How to Strip Leading Directory Paths When Extracting Tar Archives in Linux/Unix


2 views

When working with tar archives, you've probably encountered this frustrating scenario:

# Creating archive
tar cf /backups/project.tar /home/user/projects/webapp

# Extracting archive
tar xf /backups/project.tar -C /tmp

# Results in:
/tmp/home/user/projects/webapp

What we actually want is just the final directory (/tmp/webapp) without the full path hierarchy.

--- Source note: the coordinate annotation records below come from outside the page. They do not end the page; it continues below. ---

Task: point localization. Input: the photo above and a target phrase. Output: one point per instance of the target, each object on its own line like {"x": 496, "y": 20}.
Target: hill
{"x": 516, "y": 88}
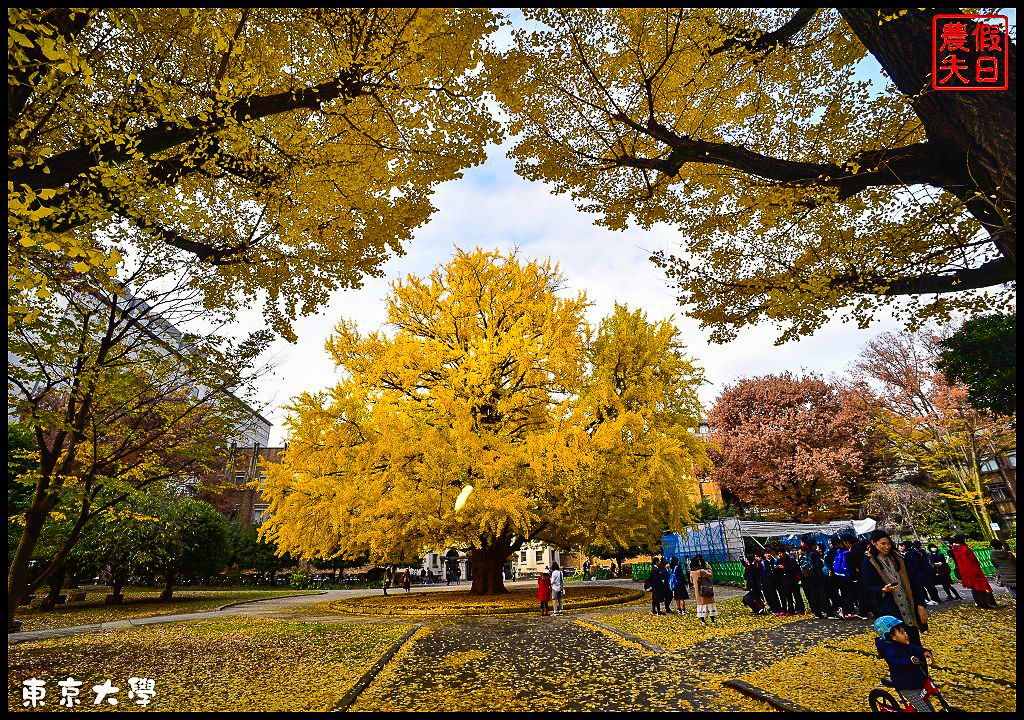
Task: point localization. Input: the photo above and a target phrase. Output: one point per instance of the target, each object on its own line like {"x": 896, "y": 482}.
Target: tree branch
{"x": 763, "y": 43}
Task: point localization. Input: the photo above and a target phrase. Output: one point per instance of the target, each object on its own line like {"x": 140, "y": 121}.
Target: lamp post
{"x": 704, "y": 432}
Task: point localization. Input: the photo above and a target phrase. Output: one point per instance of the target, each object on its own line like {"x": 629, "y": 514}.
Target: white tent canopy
{"x": 720, "y": 541}
{"x": 757, "y": 528}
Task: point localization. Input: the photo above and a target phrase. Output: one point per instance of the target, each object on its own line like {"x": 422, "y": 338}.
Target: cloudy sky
{"x": 493, "y": 208}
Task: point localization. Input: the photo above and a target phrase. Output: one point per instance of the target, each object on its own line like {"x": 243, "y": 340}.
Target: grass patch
{"x": 965, "y": 640}
{"x": 217, "y": 665}
{"x": 462, "y": 601}
{"x": 138, "y": 604}
{"x": 672, "y": 632}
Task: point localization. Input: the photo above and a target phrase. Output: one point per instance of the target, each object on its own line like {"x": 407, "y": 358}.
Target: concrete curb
{"x": 482, "y": 611}
{"x": 772, "y": 700}
{"x": 364, "y": 682}
{"x": 264, "y": 599}
{"x": 627, "y": 636}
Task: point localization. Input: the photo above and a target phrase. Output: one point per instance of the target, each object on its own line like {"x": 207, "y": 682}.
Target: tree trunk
{"x": 116, "y": 598}
{"x": 56, "y": 585}
{"x": 487, "y": 564}
{"x": 976, "y": 130}
{"x": 169, "y": 587}
{"x": 17, "y": 576}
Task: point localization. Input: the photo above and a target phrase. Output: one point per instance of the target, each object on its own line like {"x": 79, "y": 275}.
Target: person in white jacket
{"x": 557, "y": 588}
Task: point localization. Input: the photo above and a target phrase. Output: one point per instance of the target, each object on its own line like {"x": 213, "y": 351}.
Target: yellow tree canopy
{"x": 290, "y": 149}
{"x": 488, "y": 379}
{"x": 799, "y": 188}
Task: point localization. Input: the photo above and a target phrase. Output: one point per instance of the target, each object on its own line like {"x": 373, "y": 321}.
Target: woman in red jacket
{"x": 970, "y": 573}
{"x": 544, "y": 592}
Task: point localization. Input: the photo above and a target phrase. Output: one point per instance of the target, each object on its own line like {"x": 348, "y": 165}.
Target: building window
{"x": 998, "y": 494}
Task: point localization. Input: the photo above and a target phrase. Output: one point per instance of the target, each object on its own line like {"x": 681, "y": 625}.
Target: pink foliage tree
{"x": 793, "y": 447}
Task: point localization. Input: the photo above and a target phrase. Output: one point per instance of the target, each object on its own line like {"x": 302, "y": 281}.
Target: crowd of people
{"x": 847, "y": 578}
{"x": 851, "y": 578}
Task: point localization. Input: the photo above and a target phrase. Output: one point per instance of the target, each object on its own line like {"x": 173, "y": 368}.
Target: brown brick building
{"x": 232, "y": 489}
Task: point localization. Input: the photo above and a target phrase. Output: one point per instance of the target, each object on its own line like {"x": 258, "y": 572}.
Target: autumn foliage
{"x": 927, "y": 422}
{"x": 801, "y": 188}
{"x": 289, "y": 150}
{"x": 792, "y": 447}
{"x": 488, "y": 378}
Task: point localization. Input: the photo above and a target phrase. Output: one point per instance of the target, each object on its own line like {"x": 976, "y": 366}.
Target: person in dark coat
{"x": 943, "y": 574}
{"x": 893, "y": 589}
{"x": 752, "y": 580}
{"x": 855, "y": 559}
{"x": 1006, "y": 565}
{"x": 812, "y": 578}
{"x": 788, "y": 581}
{"x": 658, "y": 586}
{"x": 769, "y": 586}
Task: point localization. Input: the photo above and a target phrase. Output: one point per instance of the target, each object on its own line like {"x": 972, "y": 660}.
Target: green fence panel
{"x": 727, "y": 573}
{"x": 984, "y": 559}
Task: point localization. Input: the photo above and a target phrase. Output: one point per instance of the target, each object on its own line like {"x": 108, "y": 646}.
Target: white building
{"x": 531, "y": 559}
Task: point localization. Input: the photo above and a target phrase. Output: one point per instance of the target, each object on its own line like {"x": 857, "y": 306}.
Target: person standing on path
{"x": 943, "y": 574}
{"x": 855, "y": 560}
{"x": 811, "y": 578}
{"x": 842, "y": 579}
{"x": 544, "y": 592}
{"x": 919, "y": 566}
{"x": 970, "y": 574}
{"x": 1006, "y": 565}
{"x": 557, "y": 588}
{"x": 677, "y": 584}
{"x": 768, "y": 582}
{"x": 656, "y": 584}
{"x": 666, "y": 590}
{"x": 705, "y": 590}
{"x": 895, "y": 591}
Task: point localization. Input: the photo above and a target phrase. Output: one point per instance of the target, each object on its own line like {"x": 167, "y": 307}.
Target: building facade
{"x": 998, "y": 474}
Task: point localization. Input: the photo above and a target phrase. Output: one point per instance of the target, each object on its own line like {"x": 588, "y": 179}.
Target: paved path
{"x": 290, "y": 608}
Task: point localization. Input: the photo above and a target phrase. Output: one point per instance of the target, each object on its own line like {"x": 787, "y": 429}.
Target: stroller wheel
{"x": 882, "y": 702}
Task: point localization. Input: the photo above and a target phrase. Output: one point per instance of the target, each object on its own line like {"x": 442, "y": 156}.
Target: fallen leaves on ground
{"x": 963, "y": 638}
{"x": 462, "y": 601}
{"x": 222, "y": 665}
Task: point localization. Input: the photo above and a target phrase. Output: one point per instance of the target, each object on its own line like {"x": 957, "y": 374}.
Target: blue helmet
{"x": 885, "y": 625}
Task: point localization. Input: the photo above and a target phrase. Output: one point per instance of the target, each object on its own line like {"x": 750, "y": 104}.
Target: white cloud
{"x": 493, "y": 208}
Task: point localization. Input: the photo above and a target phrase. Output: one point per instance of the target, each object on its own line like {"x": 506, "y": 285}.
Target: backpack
{"x": 839, "y": 566}
{"x": 806, "y": 566}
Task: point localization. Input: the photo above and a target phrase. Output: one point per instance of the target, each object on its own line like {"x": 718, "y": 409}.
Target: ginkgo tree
{"x": 800, "y": 188}
{"x": 291, "y": 150}
{"x": 488, "y": 378}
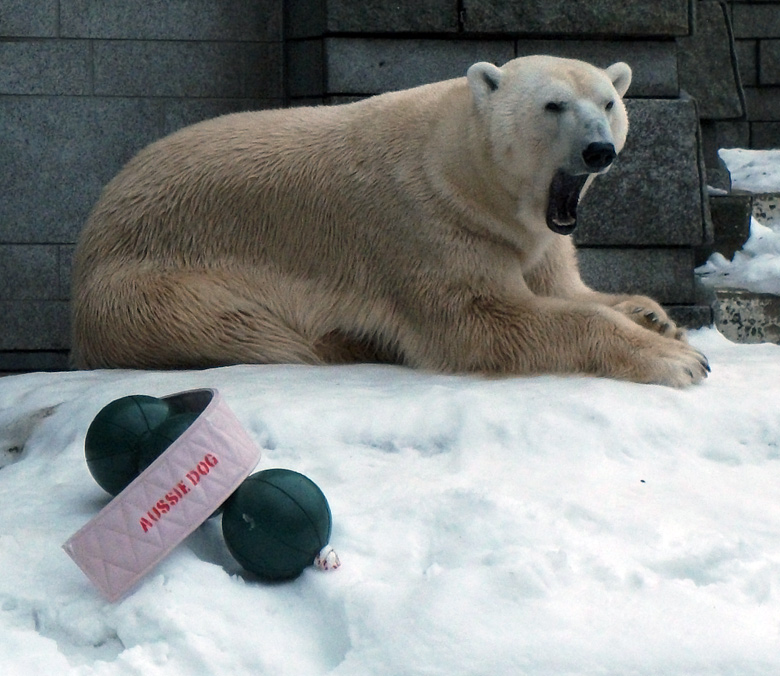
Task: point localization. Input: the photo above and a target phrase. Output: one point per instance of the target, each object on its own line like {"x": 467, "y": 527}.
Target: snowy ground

The most straightforward solution is using tar's --strip-components option:

tar xf project.tar --strip-components=3 -C /tmp

The number indicates how many leading directory components to strip:

  • /home/user/projects/webapp has 4 components
  • Stripping 3 leaves just webapp

You can control this behavior when creating the archive using -C (change directory):

# First cd to the parent directory
cd /home/user/projects

# Then create archive with relative paths
tar cf webapp.tar webapp

Now extracting will only create the webapp directory.

For more complex path manipulations, use --transform:

tar xf project.tar --transform='s|^home/user/projects/||' -C /tmp

This uses a sed-like expression to modify paths during extraction.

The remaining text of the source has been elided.